Bunga Melati – Bagian I

Bagian I

Liburan tahun baru ini ibu mengajakku ke rumah nenek lagi. Liburan yang membosankan, kenapa tidak ke tempat lain yang lebih mengasyikan. Yang membuat membosankan adalah tidak ada hal yang bisa dilakukan di sana, kejenuhan yang ada. Tapi berbeda dengan adikku yang malah senang setiap berkunjung ke rumah nenek, entah hal apa yang membuatnya begitu.

“Kakak sudah beres-beresnya? Nanti kalo sudah selesai langsung masuk ke dalam mobil ya, harusnya kita sudah berangkat.” Ledek ibuku. Aku bergegas membereskan kamar dan barang barangku supaya tak kena omel ibu lagi.

“Ibu… bunga melatinya udah ada di mobil? “ Ini yang selalu membuatku risih. Setiap kami berkunjung ke rumah nenek, adikku selalu membawa tiga tangkai bunga melati. Wajar bukan jika itu membuatku penasaran. Aku tanya untuk apa bawa bunga melati segala, dia malah mendelekkan mata, menyebalkan sekali.

Dan seperti biasa setelah tiba di rumah nenek, ayah dan ibu ngobrol dengan penghuni rumah disana, aku hanya mendengarkan dan mengangguk seolah mengerti demi menghindari tatapan tajam ayah dari tadi. Setelah itu dilanjutkan dengan acara makan makan, yah setidaknya di sini dalam masalah makanan memang yang terbaik. Kami menginap di rumah nenek selama seminggu, tepatnya enam hari, enam hari yang membosankan. Adikku tampak ceria sekali kami ada di sini, yah sudah aku kira.

Di hari ketiga kami memancing ikan di kolam dekat rumah nenek. Cukup menyenangkan, walau tak menghilangkan rasa bosanku seperti biasa. Ikan yang berhasil kami pancing lalu dipanggang di atas perapian. Kami makan bersama keluarga nenek menghabiskan sore disana.

Hari terakhir kami di sana, aku, ayah dan ibu bersama sama membantu membersihkan rumah nenek. Aku kesal sekali , adikku tak nampak batang hidungnya. Kenapa ia tidak membantu kami juga, mungkin ia sedang bersenang-senang bermain di taman belakang rumah. Penat sekali rasanya seharian membersihkan rumah, memindahkan ini itu, membuang sampah, disuruh ayah ini itu, membantu ibu membuatkan minum. Sore menjelang, akhirnya selesai juga pekerjaan, semuanya telah dirapihkan. Saat aku sedang beristirahat di teras depan rumah, tiba-tiba adikku datang dari dalam berlari-lari kecil, aku kaget sekali, dari tadi aku membersihkan rumah tak tampang sekalipun adikku terlihat di dalam.

“Adek? dari mana saja?!” tanyaku dengan heran.

“Dari dalem, emang kenapa?”

“Kakak tadi bersih-bersih di dalam kok nggak liat adek sih?”

“Ya nggak tahu kak, dari tadi aku main terus sama laras di dalem kak” jawaban adikku malah membuatku makin bingung.

Laras? Laras siapa? Rasa rasanya belum pernah dengar nama Laras, di rumah nenek nggak ada yang namanya Laras.Tak ada saudara dekat atau jauh dari keluargaku yang bernama Laras. Ah mengapa hal itu mengganguku, mungkin adik main dengan teman khayalannya.

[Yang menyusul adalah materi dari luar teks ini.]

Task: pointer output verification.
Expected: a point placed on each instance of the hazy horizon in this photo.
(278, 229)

Besok kan pulang, jadi liburan yang membosankannya sebentar lagi selesai.

***

Aku terbangun tengah malamnya. Tenggorokanku rasanya kering, haus. Aku memutuskan untuk mengambil minum namun tak memungkinkan untuk pergi sendiri. Aku memang penakut, apalagi tengah malam seperti ini.

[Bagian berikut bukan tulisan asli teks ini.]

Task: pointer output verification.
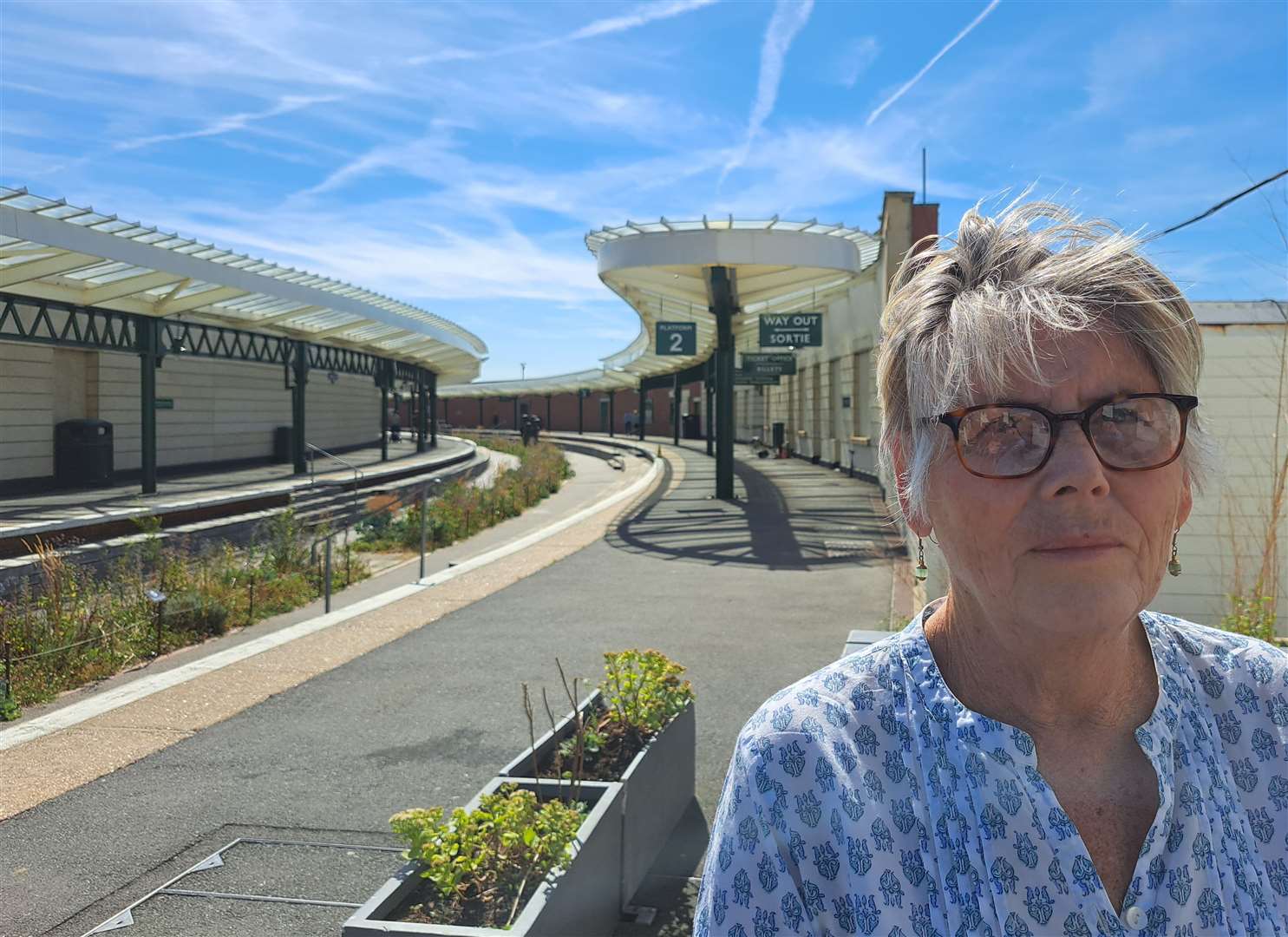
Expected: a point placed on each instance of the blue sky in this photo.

“Dek, bangun, anter kakak cari minum.” Kataku agar adikku bangun. Tapi beberapa saat kemudian aku sadari bahwa adikku tidak ada di kasur, ia seharusnya tidur di sampingku. Aku turun dari tempat tidur mencari adik. Tiba-tiba terdengar samar-samar terdengar suara orang yang sedang berbicara, Deg! jantungku berdebar, bulu kudukku berdiri.